Il grande maestro Francesco Rosi (1922-2015), il 26 gennaio 1972, portava nelle nostre sale il suo migliore film inchiesta, “Il caso Mattei”. La pellicola è incentrata su Enrico Mattei, presidente dell’ENI (Ente Nazionale Idrocarburi), morto in un attentato 10 anni prima, precisamente il 27 ottobre 1962. Il film inizia dopo la morte di Mattei, che precipitò, col suo bireattore nel cielo di Bascapé, vicino Pavia, mentre si recava a Milano. Rosi ricostruisce il suo percorso politico con una maestria fuori dal comune, analizzando la sua volontà di portare l’Italia ad essere indipendente dai grandi trust del petrolio, sfruttando le risorse interne. Ciò lo portò ad inimicarsi tutti i paesi che avevano il potere assoluto in quel settore, fino alla morte.

“Il caso Mattei”, un puzzle politico complesso e completo.
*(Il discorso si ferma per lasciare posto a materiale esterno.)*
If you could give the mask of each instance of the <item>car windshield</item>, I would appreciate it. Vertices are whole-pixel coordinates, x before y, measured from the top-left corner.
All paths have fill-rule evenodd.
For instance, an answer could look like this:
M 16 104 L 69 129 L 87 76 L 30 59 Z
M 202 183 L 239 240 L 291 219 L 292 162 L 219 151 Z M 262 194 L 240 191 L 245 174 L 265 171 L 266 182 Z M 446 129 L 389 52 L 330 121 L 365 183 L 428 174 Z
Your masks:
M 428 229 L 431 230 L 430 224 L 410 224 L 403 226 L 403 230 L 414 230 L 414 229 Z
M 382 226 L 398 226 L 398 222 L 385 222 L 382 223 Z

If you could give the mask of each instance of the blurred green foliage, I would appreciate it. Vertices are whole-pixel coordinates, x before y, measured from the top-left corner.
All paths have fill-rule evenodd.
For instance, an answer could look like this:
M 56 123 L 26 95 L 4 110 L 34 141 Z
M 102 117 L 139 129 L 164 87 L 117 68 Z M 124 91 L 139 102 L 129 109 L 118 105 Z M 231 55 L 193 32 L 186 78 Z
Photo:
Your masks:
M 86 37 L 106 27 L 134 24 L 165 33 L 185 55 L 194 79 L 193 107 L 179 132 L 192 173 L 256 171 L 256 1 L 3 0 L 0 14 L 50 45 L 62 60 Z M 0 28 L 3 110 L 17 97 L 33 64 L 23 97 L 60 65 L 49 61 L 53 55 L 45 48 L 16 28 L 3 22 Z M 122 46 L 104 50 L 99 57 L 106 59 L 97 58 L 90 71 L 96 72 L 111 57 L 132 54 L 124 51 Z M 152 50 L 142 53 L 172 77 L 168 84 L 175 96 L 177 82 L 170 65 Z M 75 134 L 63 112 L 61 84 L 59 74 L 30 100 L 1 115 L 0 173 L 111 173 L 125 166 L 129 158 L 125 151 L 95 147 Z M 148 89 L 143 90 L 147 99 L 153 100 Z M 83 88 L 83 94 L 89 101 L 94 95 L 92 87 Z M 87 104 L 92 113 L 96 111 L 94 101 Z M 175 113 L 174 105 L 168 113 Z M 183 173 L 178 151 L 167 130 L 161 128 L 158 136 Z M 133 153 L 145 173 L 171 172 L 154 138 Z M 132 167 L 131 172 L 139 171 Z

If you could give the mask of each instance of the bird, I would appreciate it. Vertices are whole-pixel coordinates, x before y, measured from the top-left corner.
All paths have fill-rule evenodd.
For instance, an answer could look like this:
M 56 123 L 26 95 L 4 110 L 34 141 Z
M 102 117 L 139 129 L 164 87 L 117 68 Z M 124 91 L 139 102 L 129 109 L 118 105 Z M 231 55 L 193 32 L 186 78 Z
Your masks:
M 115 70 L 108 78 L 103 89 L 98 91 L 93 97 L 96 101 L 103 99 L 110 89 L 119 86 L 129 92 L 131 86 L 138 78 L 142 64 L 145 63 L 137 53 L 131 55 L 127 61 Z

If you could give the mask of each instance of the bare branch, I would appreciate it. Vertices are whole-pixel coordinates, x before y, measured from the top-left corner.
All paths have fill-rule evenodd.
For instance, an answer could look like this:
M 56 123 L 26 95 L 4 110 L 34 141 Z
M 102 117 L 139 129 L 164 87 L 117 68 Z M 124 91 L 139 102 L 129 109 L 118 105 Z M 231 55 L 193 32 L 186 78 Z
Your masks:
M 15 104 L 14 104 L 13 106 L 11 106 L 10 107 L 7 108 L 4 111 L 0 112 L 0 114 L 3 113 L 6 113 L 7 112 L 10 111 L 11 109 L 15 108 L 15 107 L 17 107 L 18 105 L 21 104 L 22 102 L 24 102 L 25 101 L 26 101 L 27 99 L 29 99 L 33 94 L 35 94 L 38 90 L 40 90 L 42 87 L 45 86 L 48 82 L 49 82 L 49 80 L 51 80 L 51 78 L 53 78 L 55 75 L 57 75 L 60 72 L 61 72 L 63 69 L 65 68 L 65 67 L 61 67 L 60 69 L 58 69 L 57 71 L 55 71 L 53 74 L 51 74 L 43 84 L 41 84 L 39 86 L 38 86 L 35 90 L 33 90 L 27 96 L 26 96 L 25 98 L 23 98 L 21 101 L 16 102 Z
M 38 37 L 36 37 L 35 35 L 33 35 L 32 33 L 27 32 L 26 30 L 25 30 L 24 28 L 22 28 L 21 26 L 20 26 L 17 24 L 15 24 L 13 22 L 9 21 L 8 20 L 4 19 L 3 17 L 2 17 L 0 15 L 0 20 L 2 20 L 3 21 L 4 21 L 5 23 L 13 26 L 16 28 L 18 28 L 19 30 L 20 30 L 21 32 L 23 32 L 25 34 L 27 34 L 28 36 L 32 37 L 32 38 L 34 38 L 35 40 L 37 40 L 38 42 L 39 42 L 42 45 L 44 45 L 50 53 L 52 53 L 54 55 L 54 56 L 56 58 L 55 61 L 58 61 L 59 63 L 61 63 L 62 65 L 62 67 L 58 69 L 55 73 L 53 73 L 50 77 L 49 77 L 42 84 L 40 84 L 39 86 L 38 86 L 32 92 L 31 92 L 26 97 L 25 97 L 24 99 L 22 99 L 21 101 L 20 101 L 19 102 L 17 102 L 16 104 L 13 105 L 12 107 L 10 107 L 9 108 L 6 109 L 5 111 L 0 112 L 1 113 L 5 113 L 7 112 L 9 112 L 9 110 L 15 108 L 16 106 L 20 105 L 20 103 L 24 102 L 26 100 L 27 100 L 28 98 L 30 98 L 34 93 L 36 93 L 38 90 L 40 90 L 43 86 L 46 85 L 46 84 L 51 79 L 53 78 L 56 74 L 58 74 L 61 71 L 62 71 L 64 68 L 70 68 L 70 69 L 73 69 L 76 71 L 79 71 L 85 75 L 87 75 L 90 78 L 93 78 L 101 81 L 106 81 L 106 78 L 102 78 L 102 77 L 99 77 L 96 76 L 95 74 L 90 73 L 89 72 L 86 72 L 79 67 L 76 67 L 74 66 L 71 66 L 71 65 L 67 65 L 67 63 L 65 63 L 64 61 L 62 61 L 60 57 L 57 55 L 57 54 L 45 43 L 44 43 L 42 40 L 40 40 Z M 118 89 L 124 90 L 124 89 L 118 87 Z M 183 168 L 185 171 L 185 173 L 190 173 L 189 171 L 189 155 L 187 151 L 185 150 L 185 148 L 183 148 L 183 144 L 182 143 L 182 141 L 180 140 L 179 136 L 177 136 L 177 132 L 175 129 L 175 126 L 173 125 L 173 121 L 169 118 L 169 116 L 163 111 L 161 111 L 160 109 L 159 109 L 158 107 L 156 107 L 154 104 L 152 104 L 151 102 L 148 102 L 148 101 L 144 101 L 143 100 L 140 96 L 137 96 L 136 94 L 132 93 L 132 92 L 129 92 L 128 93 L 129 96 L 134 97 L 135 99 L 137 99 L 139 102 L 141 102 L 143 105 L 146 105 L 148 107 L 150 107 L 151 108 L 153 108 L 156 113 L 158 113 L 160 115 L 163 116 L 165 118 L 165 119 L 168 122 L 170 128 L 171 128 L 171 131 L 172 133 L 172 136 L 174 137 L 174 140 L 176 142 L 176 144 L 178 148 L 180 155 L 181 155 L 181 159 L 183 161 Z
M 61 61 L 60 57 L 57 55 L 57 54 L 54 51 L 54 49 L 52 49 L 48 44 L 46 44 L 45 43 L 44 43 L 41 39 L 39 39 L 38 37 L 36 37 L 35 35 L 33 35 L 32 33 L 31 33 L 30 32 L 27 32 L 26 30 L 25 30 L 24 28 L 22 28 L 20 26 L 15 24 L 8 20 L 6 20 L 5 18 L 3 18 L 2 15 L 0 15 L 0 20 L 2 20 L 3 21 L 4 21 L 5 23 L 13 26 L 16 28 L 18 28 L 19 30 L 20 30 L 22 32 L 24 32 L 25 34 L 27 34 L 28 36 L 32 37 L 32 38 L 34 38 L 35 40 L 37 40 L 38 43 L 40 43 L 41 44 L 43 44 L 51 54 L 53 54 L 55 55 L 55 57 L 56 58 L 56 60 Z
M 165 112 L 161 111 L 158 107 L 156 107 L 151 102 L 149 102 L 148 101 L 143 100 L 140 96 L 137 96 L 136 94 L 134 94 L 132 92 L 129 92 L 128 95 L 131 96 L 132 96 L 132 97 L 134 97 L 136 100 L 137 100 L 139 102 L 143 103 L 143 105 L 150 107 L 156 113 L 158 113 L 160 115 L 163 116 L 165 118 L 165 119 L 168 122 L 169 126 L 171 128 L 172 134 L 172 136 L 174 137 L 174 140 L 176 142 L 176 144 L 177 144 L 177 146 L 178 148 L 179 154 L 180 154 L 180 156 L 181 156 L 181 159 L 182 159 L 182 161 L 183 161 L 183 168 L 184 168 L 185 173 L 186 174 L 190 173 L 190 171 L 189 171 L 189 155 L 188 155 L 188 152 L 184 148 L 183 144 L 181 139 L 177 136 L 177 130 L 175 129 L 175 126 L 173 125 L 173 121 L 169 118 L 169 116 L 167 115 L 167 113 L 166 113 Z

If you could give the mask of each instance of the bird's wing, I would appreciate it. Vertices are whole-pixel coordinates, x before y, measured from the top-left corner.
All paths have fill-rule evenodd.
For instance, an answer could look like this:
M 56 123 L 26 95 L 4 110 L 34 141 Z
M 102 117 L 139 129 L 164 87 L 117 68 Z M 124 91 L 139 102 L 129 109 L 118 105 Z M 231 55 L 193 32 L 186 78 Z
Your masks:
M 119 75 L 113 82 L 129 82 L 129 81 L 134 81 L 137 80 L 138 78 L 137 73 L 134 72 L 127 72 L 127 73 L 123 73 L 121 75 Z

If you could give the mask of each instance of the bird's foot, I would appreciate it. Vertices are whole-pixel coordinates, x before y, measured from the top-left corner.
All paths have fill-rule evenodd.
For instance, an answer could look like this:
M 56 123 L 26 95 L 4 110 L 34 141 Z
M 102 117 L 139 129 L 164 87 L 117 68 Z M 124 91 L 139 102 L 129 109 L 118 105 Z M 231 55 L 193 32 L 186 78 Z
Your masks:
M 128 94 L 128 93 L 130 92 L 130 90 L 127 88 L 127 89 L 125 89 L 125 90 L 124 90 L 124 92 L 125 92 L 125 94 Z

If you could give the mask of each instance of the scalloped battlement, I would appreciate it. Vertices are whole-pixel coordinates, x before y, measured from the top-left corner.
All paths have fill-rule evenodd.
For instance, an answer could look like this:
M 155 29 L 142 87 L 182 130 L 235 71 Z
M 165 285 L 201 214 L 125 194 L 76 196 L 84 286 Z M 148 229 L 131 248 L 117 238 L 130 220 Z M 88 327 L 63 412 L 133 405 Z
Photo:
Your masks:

Per il difficile ruolo di Mattei, uomo caparbio, forte e risoluto, che, ad un certo punto vive anche attimi di profondo nervosismo e solitudine, Rosi scelse il suo attore feticcio, il leggendario Gian Maria Volonté, adattissimo al ruolo e molto somigliante al vero Mattei. Al di là della bravura dell’attore, Rosi monta un puzzle politico intricato ed estremamente completo, facendo ipotesi sulla morte di Mattei, attraverso spezzoni da documentario e immagini di archivio, interviste a personaggi reali dell’epoca, parti recitate (quindi fiction) e anche interventi in prima persona, senza mai esporsi esplicitamente per trovare la soluzione al mistero della sua morte ed individuarne i responsabili. Il regista espone tutti i fatti, gira tutte le carte, lasciando allo spettatore ogni conclusione.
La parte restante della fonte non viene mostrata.